For years, the industry has debated the eventual replacement of human workers by algorithms. Oracle has finally shown us what that looks like without the PR anesthesia. In a single month, Larry Ellison’s tech giant cut 30,000 jobs. There were no face-to-face meetings or exit interviews; instead, termination notices simply landed in inboxes. Despite a $400 billion market cap and its strongest quarterly growth in 15 years, Oracle decided its human experts had become expensive ballast on the road to total automation.
The mechanics of this purge are cynical even by Silicon Valley standards. According to Time, veteran employees—some with 20 to 30 years at the firm—were first asked to "document their workflows," ostensibly to train internal neural networks.

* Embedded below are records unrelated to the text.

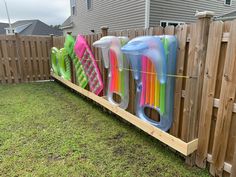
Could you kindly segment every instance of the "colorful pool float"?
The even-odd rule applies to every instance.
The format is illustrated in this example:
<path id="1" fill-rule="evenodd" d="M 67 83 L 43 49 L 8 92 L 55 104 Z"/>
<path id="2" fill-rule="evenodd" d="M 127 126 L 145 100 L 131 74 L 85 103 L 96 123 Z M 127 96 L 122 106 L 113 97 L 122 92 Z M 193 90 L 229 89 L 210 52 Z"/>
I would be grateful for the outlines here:
<path id="1" fill-rule="evenodd" d="M 76 38 L 74 51 L 79 58 L 85 73 L 89 81 L 89 89 L 91 92 L 99 95 L 103 90 L 103 81 L 101 77 L 100 70 L 97 66 L 94 55 L 87 44 L 87 41 L 82 35 L 78 35 Z"/>
<path id="2" fill-rule="evenodd" d="M 59 76 L 60 73 L 60 68 L 59 68 L 59 56 L 60 51 L 56 48 L 53 47 L 51 49 L 51 64 L 52 64 L 52 71 L 54 74 Z"/>
<path id="3" fill-rule="evenodd" d="M 102 49 L 103 63 L 109 68 L 107 99 L 114 105 L 126 109 L 129 104 L 129 63 L 121 52 L 121 47 L 128 42 L 127 37 L 106 36 L 93 45 Z M 113 95 L 120 96 L 120 102 L 113 99 Z"/>
<path id="4" fill-rule="evenodd" d="M 75 55 L 74 45 L 75 45 L 74 38 L 68 34 L 66 36 L 64 48 L 66 49 L 69 57 L 71 58 L 71 60 L 74 64 L 75 73 L 76 73 L 76 84 L 78 84 L 82 88 L 85 88 L 88 84 L 88 78 L 85 74 L 82 64 L 80 63 L 80 60 Z"/>
<path id="5" fill-rule="evenodd" d="M 143 36 L 121 49 L 129 58 L 136 80 L 136 115 L 168 131 L 173 122 L 177 40 L 175 36 Z M 157 122 L 145 114 L 148 107 L 160 114 Z"/>
<path id="6" fill-rule="evenodd" d="M 53 47 L 51 50 L 51 62 L 54 74 L 71 80 L 70 60 L 64 48 L 58 50 Z"/>

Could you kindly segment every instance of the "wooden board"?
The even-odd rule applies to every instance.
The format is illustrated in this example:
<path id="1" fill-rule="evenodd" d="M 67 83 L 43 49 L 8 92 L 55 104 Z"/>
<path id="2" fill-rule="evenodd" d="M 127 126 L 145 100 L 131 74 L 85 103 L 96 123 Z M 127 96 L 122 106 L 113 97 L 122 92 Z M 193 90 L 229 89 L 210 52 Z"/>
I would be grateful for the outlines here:
<path id="1" fill-rule="evenodd" d="M 52 77 L 57 81 L 60 81 L 64 85 L 72 88 L 76 92 L 86 96 L 87 98 L 92 99 L 93 101 L 97 102 L 101 106 L 107 108 L 111 112 L 115 113 L 116 115 L 120 116 L 121 118 L 125 119 L 126 121 L 130 122 L 131 124 L 137 126 L 141 130 L 145 131 L 149 135 L 155 137 L 156 139 L 160 140 L 161 142 L 167 144 L 171 148 L 175 149 L 176 151 L 180 152 L 181 154 L 188 156 L 189 154 L 193 153 L 197 149 L 198 139 L 194 139 L 191 142 L 184 142 L 156 127 L 153 125 L 139 119 L 138 117 L 134 116 L 133 114 L 127 112 L 124 109 L 119 108 L 118 106 L 112 105 L 109 101 L 105 100 L 102 97 L 99 97 L 92 92 L 89 92 L 70 81 L 64 80 L 61 77 L 52 74 Z"/>
<path id="2" fill-rule="evenodd" d="M 230 38 L 226 53 L 223 81 L 220 94 L 220 105 L 217 114 L 215 140 L 212 152 L 212 175 L 221 176 L 226 155 L 233 104 L 236 93 L 236 20 L 232 22 Z"/>
<path id="3" fill-rule="evenodd" d="M 221 21 L 213 22 L 210 26 L 210 32 L 209 32 L 208 50 L 206 56 L 206 67 L 204 72 L 203 93 L 202 93 L 200 121 L 199 121 L 199 134 L 198 134 L 199 144 L 198 144 L 196 164 L 201 168 L 206 167 L 222 33 L 223 33 L 223 22 Z"/>

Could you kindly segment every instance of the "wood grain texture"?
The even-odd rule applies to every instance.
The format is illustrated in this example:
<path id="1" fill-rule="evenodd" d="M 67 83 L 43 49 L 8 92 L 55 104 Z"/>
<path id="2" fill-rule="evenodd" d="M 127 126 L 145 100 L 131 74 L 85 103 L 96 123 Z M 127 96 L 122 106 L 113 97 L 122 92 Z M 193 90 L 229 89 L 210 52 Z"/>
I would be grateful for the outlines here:
<path id="1" fill-rule="evenodd" d="M 236 20 L 231 24 L 212 152 L 212 175 L 222 176 L 236 92 Z"/>
<path id="2" fill-rule="evenodd" d="M 223 22 L 213 22 L 209 32 L 198 133 L 196 164 L 201 168 L 206 167 L 222 33 Z"/>

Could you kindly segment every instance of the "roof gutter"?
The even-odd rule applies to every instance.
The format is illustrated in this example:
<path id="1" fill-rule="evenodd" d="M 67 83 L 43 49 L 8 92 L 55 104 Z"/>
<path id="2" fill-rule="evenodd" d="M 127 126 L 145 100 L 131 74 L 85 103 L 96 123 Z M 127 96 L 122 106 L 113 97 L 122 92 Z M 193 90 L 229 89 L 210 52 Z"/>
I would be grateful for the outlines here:
<path id="1" fill-rule="evenodd" d="M 216 17 L 214 20 L 225 21 L 225 20 L 234 20 L 234 19 L 236 19 L 236 16 L 231 16 L 231 17 Z"/>
<path id="2" fill-rule="evenodd" d="M 69 24 L 69 25 L 66 25 L 66 26 L 61 26 L 60 29 L 68 29 L 68 28 L 73 28 L 73 23 Z"/>
<path id="3" fill-rule="evenodd" d="M 145 1 L 145 28 L 150 26 L 150 0 Z"/>

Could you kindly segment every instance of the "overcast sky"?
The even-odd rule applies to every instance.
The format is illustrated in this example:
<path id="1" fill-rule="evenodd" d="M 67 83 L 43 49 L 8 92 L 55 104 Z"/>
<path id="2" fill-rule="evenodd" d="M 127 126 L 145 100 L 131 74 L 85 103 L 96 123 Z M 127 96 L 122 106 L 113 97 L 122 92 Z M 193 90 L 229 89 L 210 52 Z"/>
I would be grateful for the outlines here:
<path id="1" fill-rule="evenodd" d="M 49 25 L 62 24 L 70 15 L 70 0 L 6 0 L 11 21 L 39 19 Z M 0 22 L 8 22 L 4 0 L 0 0 Z"/>

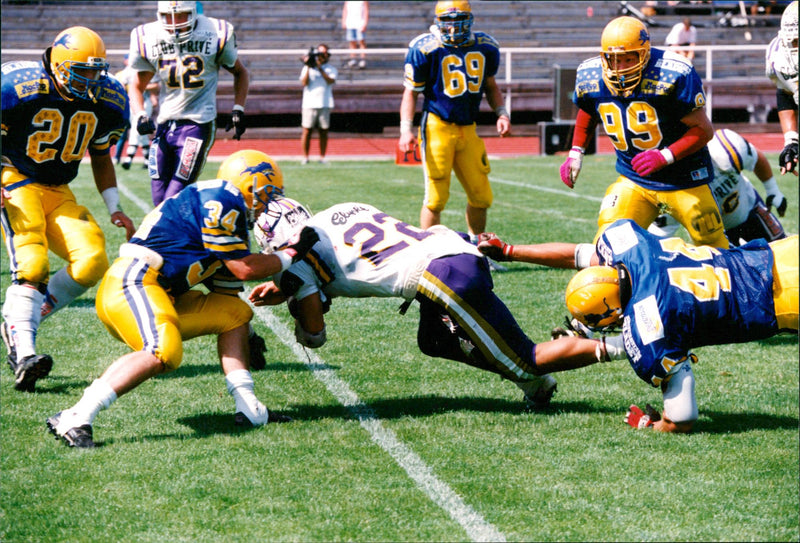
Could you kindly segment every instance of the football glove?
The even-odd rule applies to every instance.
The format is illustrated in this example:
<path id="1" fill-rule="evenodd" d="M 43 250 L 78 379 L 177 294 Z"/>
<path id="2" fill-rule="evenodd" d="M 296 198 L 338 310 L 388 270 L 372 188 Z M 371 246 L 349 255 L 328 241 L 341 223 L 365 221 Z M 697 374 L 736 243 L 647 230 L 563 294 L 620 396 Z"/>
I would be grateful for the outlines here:
<path id="1" fill-rule="evenodd" d="M 285 251 L 292 257 L 292 263 L 303 260 L 316 242 L 319 241 L 319 234 L 310 226 L 304 226 L 297 237 L 297 241 L 289 245 Z"/>
<path id="2" fill-rule="evenodd" d="M 233 139 L 242 139 L 242 134 L 247 129 L 244 122 L 244 111 L 234 109 L 228 119 L 228 124 L 225 125 L 225 132 L 233 128 Z"/>
<path id="3" fill-rule="evenodd" d="M 146 113 L 142 112 L 142 114 L 139 115 L 139 119 L 136 121 L 136 131 L 141 136 L 152 134 L 156 131 L 156 123 L 154 123 L 153 119 Z"/>
<path id="4" fill-rule="evenodd" d="M 789 202 L 783 196 L 781 189 L 778 188 L 775 178 L 771 177 L 769 180 L 764 181 L 764 188 L 767 191 L 767 209 L 771 210 L 772 206 L 775 206 L 775 211 L 778 212 L 778 215 L 781 217 L 786 215 L 786 208 L 789 206 Z"/>
<path id="5" fill-rule="evenodd" d="M 575 181 L 578 180 L 578 174 L 581 172 L 582 164 L 583 149 L 580 147 L 573 147 L 567 155 L 567 160 L 564 161 L 559 169 L 561 181 L 569 188 L 575 187 Z"/>
<path id="6" fill-rule="evenodd" d="M 778 157 L 778 164 L 781 167 L 781 173 L 794 172 L 797 168 L 798 144 L 797 132 L 787 132 L 783 135 L 783 143 L 785 147 Z"/>
<path id="7" fill-rule="evenodd" d="M 651 428 L 654 423 L 661 420 L 661 414 L 652 405 L 647 404 L 644 409 L 642 411 L 635 405 L 630 406 L 628 413 L 625 415 L 625 423 L 638 430 Z"/>
<path id="8" fill-rule="evenodd" d="M 672 152 L 669 149 L 649 149 L 644 153 L 639 153 L 631 160 L 631 166 L 636 173 L 642 177 L 654 174 L 669 164 L 675 162 Z"/>
<path id="9" fill-rule="evenodd" d="M 493 232 L 478 234 L 478 250 L 497 262 L 511 260 L 514 246 L 497 237 Z"/>

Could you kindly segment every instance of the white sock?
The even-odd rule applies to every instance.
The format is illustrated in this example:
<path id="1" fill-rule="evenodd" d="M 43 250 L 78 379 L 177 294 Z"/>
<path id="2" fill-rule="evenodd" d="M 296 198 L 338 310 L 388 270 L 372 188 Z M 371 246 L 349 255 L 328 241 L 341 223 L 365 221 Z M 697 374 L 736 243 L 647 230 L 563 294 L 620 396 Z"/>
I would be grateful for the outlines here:
<path id="1" fill-rule="evenodd" d="M 14 338 L 17 360 L 36 354 L 36 332 L 41 321 L 44 294 L 25 285 L 11 285 L 6 289 L 3 320 Z"/>
<path id="2" fill-rule="evenodd" d="M 244 413 L 253 426 L 266 424 L 269 411 L 258 401 L 255 394 L 253 376 L 248 370 L 234 370 L 225 376 L 228 392 L 236 402 L 236 412 Z"/>
<path id="3" fill-rule="evenodd" d="M 114 389 L 102 379 L 95 379 L 83 391 L 83 396 L 78 403 L 61 412 L 61 420 L 56 431 L 63 434 L 70 428 L 92 424 L 97 414 L 103 409 L 111 407 L 115 401 L 117 401 L 117 393 L 114 392 Z"/>
<path id="4" fill-rule="evenodd" d="M 72 301 L 86 292 L 88 289 L 78 284 L 75 279 L 67 273 L 67 268 L 61 268 L 47 284 L 47 293 L 42 304 L 42 320 L 49 317 L 62 307 L 72 303 Z"/>

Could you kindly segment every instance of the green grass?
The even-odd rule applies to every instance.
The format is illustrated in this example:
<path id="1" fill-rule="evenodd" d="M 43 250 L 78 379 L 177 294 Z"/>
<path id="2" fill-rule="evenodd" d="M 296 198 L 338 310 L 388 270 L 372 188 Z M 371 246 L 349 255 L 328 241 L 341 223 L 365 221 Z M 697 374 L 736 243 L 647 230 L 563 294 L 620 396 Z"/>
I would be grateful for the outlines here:
<path id="1" fill-rule="evenodd" d="M 612 158 L 587 157 L 572 194 L 558 180 L 561 160 L 494 160 L 489 229 L 512 243 L 590 240 L 599 198 L 616 177 Z M 216 168 L 209 164 L 204 177 Z M 287 194 L 312 210 L 364 201 L 418 221 L 418 168 L 288 161 L 282 168 Z M 113 256 L 123 234 L 107 224 L 90 171 L 83 166 L 71 187 L 103 226 Z M 143 170 L 119 175 L 139 200 L 150 201 Z M 783 224 L 795 233 L 797 181 L 778 182 L 789 198 Z M 464 204 L 454 182 L 443 214 L 448 226 L 464 228 Z M 123 206 L 138 224 L 144 212 L 124 197 Z M 572 273 L 508 267 L 494 275 L 496 291 L 535 341 L 546 340 L 565 314 Z M 5 289 L 5 252 L 0 278 Z M 53 355 L 55 366 L 37 393 L 16 392 L 8 369 L 0 371 L 2 541 L 480 538 L 373 440 L 372 424 L 413 452 L 497 539 L 800 539 L 796 337 L 698 349 L 696 430 L 663 435 L 623 424 L 629 404 L 661 405 L 658 390 L 625 362 L 560 374 L 552 409 L 526 413 L 512 384 L 420 354 L 416 309 L 400 316 L 399 300 L 336 300 L 328 343 L 310 358 L 289 347 L 291 319 L 281 307 L 271 317 L 257 313 L 269 365 L 254 376 L 259 397 L 293 423 L 234 427 L 215 341 L 198 338 L 185 344 L 176 372 L 100 414 L 100 447 L 77 451 L 53 440 L 45 418 L 77 401 L 127 352 L 97 319 L 94 293 L 42 326 L 39 350 Z M 281 323 L 277 334 L 270 319 Z M 323 370 L 362 403 L 343 405 Z"/>

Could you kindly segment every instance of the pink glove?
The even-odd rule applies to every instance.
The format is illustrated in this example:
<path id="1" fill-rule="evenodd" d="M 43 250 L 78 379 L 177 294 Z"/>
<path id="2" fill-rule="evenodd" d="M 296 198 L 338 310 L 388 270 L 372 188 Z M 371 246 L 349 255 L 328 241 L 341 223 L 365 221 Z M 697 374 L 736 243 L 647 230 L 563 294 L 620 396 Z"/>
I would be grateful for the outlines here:
<path id="1" fill-rule="evenodd" d="M 672 151 L 669 149 L 661 149 L 660 151 L 658 149 L 650 149 L 633 157 L 631 166 L 633 166 L 636 173 L 642 177 L 647 177 L 673 162 L 675 162 L 675 157 L 672 156 Z"/>
<path id="2" fill-rule="evenodd" d="M 625 422 L 636 429 L 641 429 L 649 428 L 653 426 L 653 423 L 661 420 L 661 414 L 652 405 L 647 404 L 645 409 L 647 413 L 635 405 L 630 406 L 628 413 L 625 415 Z"/>
<path id="3" fill-rule="evenodd" d="M 567 155 L 567 160 L 564 161 L 564 164 L 561 165 L 559 170 L 561 181 L 569 188 L 575 187 L 575 181 L 578 180 L 578 174 L 581 172 L 582 164 L 583 149 L 580 147 L 573 147 Z"/>

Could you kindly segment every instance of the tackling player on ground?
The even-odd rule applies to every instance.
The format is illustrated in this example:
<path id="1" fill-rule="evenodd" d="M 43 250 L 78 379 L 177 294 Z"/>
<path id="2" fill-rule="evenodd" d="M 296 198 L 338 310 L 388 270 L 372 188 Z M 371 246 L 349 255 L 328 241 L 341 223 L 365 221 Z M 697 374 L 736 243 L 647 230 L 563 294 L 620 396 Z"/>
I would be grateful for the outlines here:
<path id="1" fill-rule="evenodd" d="M 783 226 L 770 209 L 775 206 L 778 215 L 783 217 L 789 202 L 778 188 L 764 153 L 727 128 L 714 133 L 714 138 L 708 142 L 708 152 L 714 164 L 711 192 L 719 205 L 725 235 L 730 244 L 738 246 L 754 239 L 775 241 L 785 238 Z M 766 204 L 742 170 L 752 171 L 764 184 Z M 678 226 L 670 215 L 661 215 L 648 231 L 669 237 L 677 231 Z"/>
<path id="2" fill-rule="evenodd" d="M 40 61 L 2 66 L 2 232 L 11 284 L 0 326 L 15 388 L 33 391 L 53 359 L 36 353 L 42 319 L 94 286 L 108 269 L 105 236 L 68 184 L 88 150 L 111 223 L 133 235 L 119 206 L 110 150 L 128 126 L 125 89 L 107 75 L 94 31 L 61 32 Z M 50 276 L 48 249 L 66 261 Z"/>
<path id="3" fill-rule="evenodd" d="M 783 11 L 781 29 L 767 47 L 767 77 L 777 87 L 778 120 L 783 132 L 783 151 L 778 159 L 781 174 L 797 175 L 797 2 Z"/>
<path id="4" fill-rule="evenodd" d="M 139 134 L 155 137 L 149 173 L 153 204 L 195 182 L 214 144 L 219 70 L 233 74 L 234 106 L 226 130 L 245 131 L 244 105 L 250 75 L 238 59 L 233 25 L 197 14 L 196 2 L 159 2 L 158 20 L 131 32 L 131 109 Z M 157 124 L 144 109 L 143 93 L 153 76 L 161 80 Z"/>

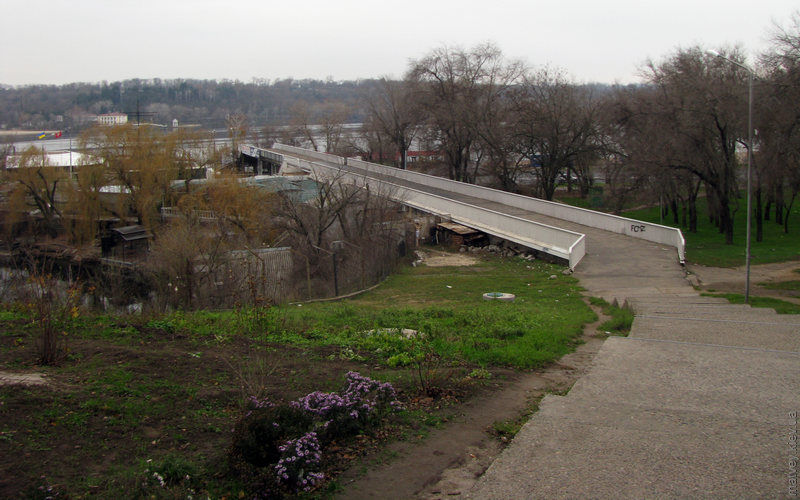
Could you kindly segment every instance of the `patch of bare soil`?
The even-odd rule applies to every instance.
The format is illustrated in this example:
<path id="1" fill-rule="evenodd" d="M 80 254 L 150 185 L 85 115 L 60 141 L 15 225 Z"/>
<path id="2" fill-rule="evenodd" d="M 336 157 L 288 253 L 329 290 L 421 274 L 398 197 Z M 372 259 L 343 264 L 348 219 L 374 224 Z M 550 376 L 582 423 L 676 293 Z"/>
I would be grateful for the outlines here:
<path id="1" fill-rule="evenodd" d="M 774 297 L 789 302 L 800 303 L 797 292 L 792 290 L 770 290 L 761 286 L 763 283 L 800 280 L 800 261 L 775 262 L 750 266 L 751 293 L 761 297 Z M 745 268 L 741 267 L 708 267 L 692 264 L 687 266 L 690 274 L 697 277 L 697 284 L 702 290 L 743 293 L 745 285 Z"/>
<path id="2" fill-rule="evenodd" d="M 41 373 L 14 373 L 0 370 L 0 386 L 4 385 L 47 385 Z"/>
<path id="3" fill-rule="evenodd" d="M 474 266 L 478 258 L 464 253 L 440 252 L 438 250 L 417 250 L 415 252 L 422 264 L 428 267 Z"/>
<path id="4" fill-rule="evenodd" d="M 468 491 L 505 446 L 490 432 L 493 424 L 524 415 L 549 392 L 569 390 L 603 344 L 606 335 L 597 326 L 605 319 L 584 328 L 584 343 L 573 353 L 540 370 L 509 371 L 505 381 L 461 405 L 456 417 L 426 438 L 394 443 L 367 457 L 366 465 L 351 467 L 339 477 L 340 498 L 433 500 Z M 383 460 L 388 462 L 380 465 Z"/>

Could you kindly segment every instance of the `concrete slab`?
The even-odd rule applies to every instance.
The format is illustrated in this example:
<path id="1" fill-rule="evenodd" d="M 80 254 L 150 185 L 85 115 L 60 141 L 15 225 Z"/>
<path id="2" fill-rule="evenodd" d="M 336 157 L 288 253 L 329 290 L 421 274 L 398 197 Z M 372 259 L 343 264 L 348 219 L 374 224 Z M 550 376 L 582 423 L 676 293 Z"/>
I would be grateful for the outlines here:
<path id="1" fill-rule="evenodd" d="M 611 338 L 467 498 L 788 497 L 798 387 L 800 354 Z"/>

Former staff, such as technical writer Jill, report they were essentially hand-feeding their own expertise to the algorithms designed to replace them. Once the knowledge base was full, Oracle reset its loyalty to zero. Along with their roles, many lost hundreds of thousands of dollars in unvested stock options that simply vanished.
While Larry Ellison pours billions into data centers and the Stargate project—not expecting a return until 2030—he is minimizing costs in the here and now. Six hundred former employees attempted to appeal to corporate ethics through a collective letter, demanding extended insurance and fair severance. Oracle’s response was characteristically dry: matters would be handled "on an individual basis." For a business pivoting to an AI-agent model, the human being is no longer an asset. As Cynthia Sloane, a former technical writing lead, aptly noted, employees have become nothing more than a "line item on a spreadsheet."
The Oracle case puts an end to the flowery discourse regarding AI "assistants." While industry leaders publicly claim technology will only augment human labor, the reality is far more transactional: if your expertise can be digitized, it will be, and you will be tossed overboard the same day. Instead of the promised human-machine collaboration, the market has opted for efficient staff disposal to radically lower the cost of business processes. It is a clear signal to management everywhere: loyalty is a perishable commodity, especially when an algorithm is cheaper.